One-fifth of the total wall space of your coop should be vented.

Good ventilation and air flow is very important, winter and summer, in a coop.

So go ahead and cut some vents in your coop walls.

 I stapled 1/2" hardware cloth over the double door vent, braced on the inside with furring strips to secure it, and put hinges and predator-proof eye hooks on the doors.

Cover all the openings with 1/2" hardware cloth stapled in place and then secured from the inside by screwing furring strips along the edges.

Then by all means, go ahead and cut some more.

I hang onto the pieces of wood I cut out and then reattach them with hinges so I can open and close the vents as needed.

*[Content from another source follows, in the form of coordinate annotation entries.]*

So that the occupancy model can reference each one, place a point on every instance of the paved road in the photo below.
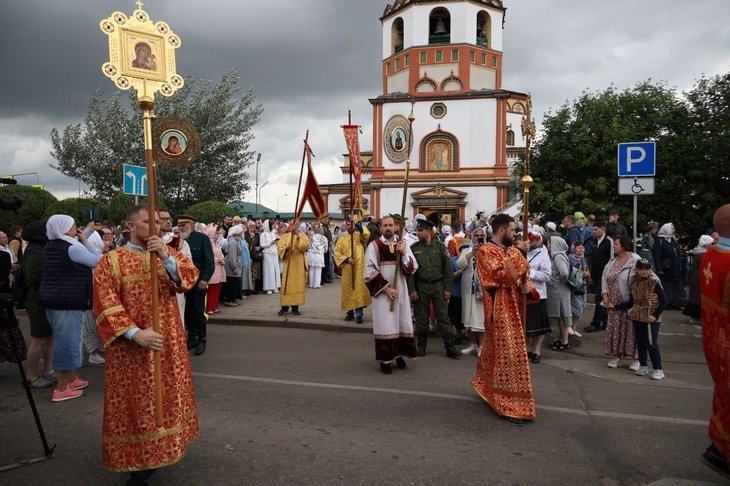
(292, 406)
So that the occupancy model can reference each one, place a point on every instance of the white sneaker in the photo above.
(469, 349)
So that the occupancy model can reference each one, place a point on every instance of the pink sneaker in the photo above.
(67, 394)
(78, 384)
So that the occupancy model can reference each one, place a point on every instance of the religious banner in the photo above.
(312, 194)
(353, 147)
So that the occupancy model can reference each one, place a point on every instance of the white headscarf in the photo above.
(57, 227)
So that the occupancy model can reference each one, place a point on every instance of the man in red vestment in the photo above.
(715, 289)
(131, 441)
(503, 374)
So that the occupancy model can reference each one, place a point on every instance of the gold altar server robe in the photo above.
(294, 278)
(130, 439)
(360, 295)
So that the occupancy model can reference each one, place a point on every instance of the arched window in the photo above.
(439, 26)
(484, 29)
(439, 152)
(396, 36)
(510, 137)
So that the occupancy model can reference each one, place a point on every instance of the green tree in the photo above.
(209, 211)
(77, 209)
(35, 201)
(94, 151)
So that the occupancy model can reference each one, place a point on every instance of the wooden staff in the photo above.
(296, 212)
(147, 104)
(411, 118)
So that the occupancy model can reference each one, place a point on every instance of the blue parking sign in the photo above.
(637, 159)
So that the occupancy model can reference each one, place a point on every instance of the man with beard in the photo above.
(202, 256)
(503, 375)
(432, 286)
(393, 329)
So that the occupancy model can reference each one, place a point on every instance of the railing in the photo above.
(439, 39)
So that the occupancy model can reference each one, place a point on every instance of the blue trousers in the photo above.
(643, 345)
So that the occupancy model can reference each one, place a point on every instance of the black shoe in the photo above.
(514, 421)
(200, 348)
(716, 460)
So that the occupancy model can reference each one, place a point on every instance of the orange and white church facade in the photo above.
(447, 57)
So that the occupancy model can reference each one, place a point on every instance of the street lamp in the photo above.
(277, 201)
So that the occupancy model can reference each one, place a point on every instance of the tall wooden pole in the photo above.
(296, 210)
(411, 119)
(528, 131)
(147, 104)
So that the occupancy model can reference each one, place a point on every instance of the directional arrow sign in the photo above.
(134, 180)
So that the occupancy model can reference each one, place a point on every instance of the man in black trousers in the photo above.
(602, 253)
(202, 253)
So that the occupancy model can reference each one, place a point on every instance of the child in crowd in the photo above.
(647, 301)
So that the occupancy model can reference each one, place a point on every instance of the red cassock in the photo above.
(715, 288)
(130, 439)
(503, 373)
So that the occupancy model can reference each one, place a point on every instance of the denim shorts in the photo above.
(68, 326)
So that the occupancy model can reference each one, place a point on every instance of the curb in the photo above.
(288, 323)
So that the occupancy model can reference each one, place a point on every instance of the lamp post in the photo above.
(258, 159)
(277, 201)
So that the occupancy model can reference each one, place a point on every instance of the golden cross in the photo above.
(708, 273)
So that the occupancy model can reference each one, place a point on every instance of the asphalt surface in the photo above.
(296, 406)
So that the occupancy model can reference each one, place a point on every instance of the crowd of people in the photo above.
(482, 281)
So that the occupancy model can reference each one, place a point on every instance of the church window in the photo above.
(439, 26)
(397, 35)
(439, 153)
(510, 137)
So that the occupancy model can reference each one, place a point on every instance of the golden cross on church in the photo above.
(708, 273)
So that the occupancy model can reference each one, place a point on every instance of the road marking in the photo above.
(447, 396)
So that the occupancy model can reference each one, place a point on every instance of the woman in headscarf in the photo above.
(693, 309)
(219, 274)
(559, 311)
(538, 322)
(233, 269)
(578, 296)
(269, 240)
(315, 256)
(668, 263)
(66, 293)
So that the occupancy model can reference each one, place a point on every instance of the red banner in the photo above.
(312, 194)
(353, 147)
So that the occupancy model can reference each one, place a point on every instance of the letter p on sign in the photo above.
(637, 159)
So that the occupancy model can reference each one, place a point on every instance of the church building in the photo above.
(446, 56)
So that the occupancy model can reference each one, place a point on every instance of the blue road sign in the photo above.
(134, 180)
(637, 159)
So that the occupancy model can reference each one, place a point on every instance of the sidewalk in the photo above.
(320, 312)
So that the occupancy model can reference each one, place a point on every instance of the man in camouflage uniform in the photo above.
(431, 284)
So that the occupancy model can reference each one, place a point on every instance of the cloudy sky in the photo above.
(310, 61)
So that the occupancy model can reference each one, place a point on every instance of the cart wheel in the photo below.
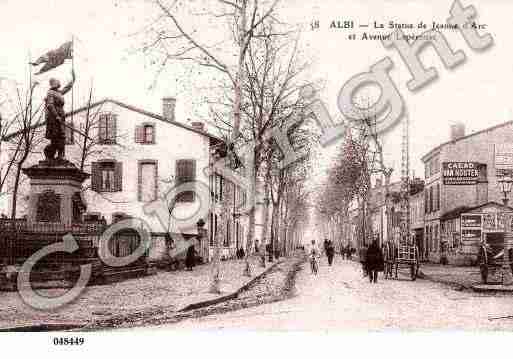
(413, 271)
(484, 272)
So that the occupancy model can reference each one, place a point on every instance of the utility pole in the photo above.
(405, 179)
(221, 231)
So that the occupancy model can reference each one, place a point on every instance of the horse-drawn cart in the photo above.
(401, 255)
(491, 259)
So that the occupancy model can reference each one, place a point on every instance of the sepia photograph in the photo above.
(264, 174)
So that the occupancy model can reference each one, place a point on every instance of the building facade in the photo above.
(135, 157)
(461, 174)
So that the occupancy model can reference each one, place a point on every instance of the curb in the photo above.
(43, 327)
(230, 296)
(492, 288)
(455, 285)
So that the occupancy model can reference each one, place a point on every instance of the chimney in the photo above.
(197, 125)
(168, 108)
(457, 131)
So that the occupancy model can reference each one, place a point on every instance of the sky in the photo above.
(476, 93)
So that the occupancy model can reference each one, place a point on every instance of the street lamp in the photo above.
(505, 186)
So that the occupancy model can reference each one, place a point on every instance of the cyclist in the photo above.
(314, 253)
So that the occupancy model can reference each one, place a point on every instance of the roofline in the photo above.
(427, 155)
(457, 212)
(129, 107)
(146, 113)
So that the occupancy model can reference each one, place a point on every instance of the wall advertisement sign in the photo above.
(471, 220)
(470, 235)
(460, 173)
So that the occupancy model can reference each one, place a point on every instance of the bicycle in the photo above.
(313, 265)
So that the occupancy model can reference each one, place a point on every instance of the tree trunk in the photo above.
(251, 224)
(388, 207)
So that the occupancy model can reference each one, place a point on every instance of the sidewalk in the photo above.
(165, 290)
(462, 277)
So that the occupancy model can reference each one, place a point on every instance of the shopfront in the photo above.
(483, 223)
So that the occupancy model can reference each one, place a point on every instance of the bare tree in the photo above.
(170, 40)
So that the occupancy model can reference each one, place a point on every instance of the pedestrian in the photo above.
(330, 252)
(363, 259)
(190, 257)
(375, 262)
(313, 253)
(325, 245)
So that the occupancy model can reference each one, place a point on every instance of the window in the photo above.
(185, 173)
(145, 134)
(106, 176)
(213, 227)
(107, 128)
(438, 196)
(430, 199)
(70, 133)
(148, 181)
(237, 234)
(227, 238)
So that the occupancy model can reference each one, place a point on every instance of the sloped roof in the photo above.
(427, 155)
(456, 212)
(135, 109)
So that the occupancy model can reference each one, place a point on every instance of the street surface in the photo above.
(338, 298)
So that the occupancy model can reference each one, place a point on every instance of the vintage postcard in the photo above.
(255, 165)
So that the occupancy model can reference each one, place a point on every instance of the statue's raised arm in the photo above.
(55, 119)
(68, 87)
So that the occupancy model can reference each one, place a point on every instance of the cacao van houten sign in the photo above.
(460, 173)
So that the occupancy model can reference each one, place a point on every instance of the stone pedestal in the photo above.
(55, 188)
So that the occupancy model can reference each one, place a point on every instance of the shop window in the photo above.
(107, 176)
(185, 173)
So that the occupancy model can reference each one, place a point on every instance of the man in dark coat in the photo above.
(363, 259)
(190, 257)
(330, 252)
(54, 116)
(375, 262)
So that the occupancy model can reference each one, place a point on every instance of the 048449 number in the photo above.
(68, 341)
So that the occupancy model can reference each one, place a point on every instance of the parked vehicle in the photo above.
(491, 257)
(401, 255)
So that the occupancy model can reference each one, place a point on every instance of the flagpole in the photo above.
(73, 70)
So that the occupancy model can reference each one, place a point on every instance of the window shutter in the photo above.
(114, 127)
(185, 172)
(139, 133)
(118, 176)
(102, 129)
(156, 180)
(95, 176)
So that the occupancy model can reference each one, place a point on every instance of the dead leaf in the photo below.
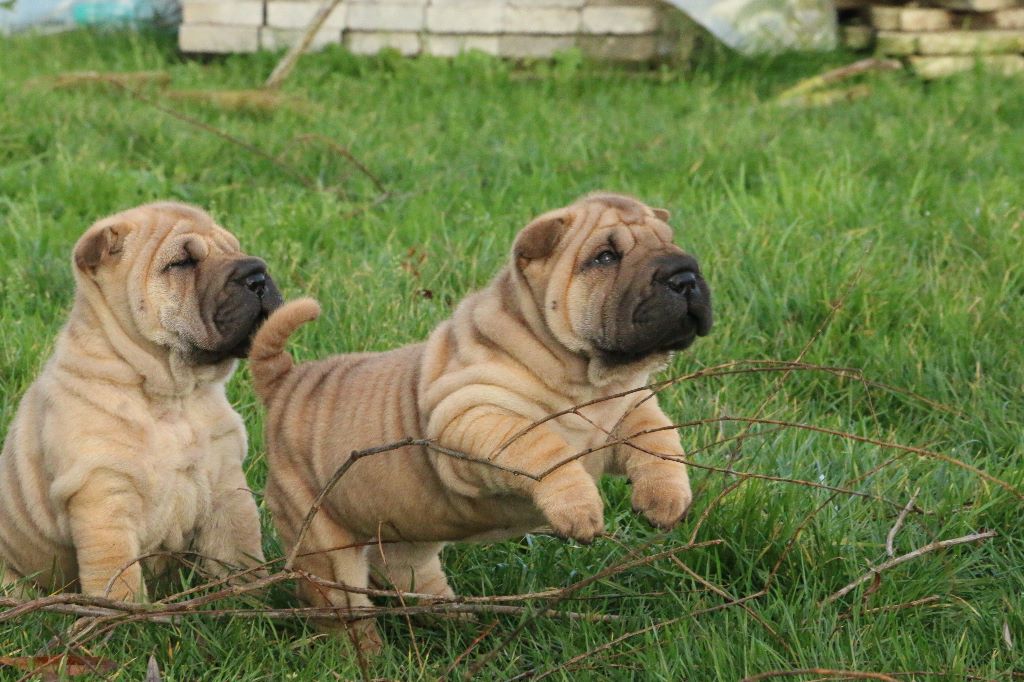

The coop has lots and lots of vents I can open and close as needed.

The best ventilation is higher than the level of the roosts.


LATCHES

Coop doors and nesting box covers need to be fitted with secure latches.

Raccoons can turn knobs, untie knots, undo bungee cords, lift latches and slide deadbolts.

These predator-proof eyehooks work nicely on our nesting box lids and coop doors.

They come in various sizes and will keep predators out.

We haven't yet met the raccoon who can figure out how to work these.




By taking these factors into consideration when choosing a coop, whether you buy one or build one yourself, I think you will find yourself with a very functional coop that you are pleased with for years to come.

This coop served us well for a couple of years, and is now the home to a new small flock of chickens! I wouldn't change a thing about this coop.

 It was just perfect.

If you are interested in building my coop yourself, the PDF plans are available on etsy HERE.

I don't know how it is in your household, but in ours, I'm the one who builds stuff - most likely because I'm too impatient to wait for my husband to get home from work and explain or draw out what I want built (but that's a whole 'nother story).

I have my own set of tools even. You don't need many, in fact I have built two chicken coops and a duck house using only a cordless drill, hammer, staple gun, jigsaw and circular saw.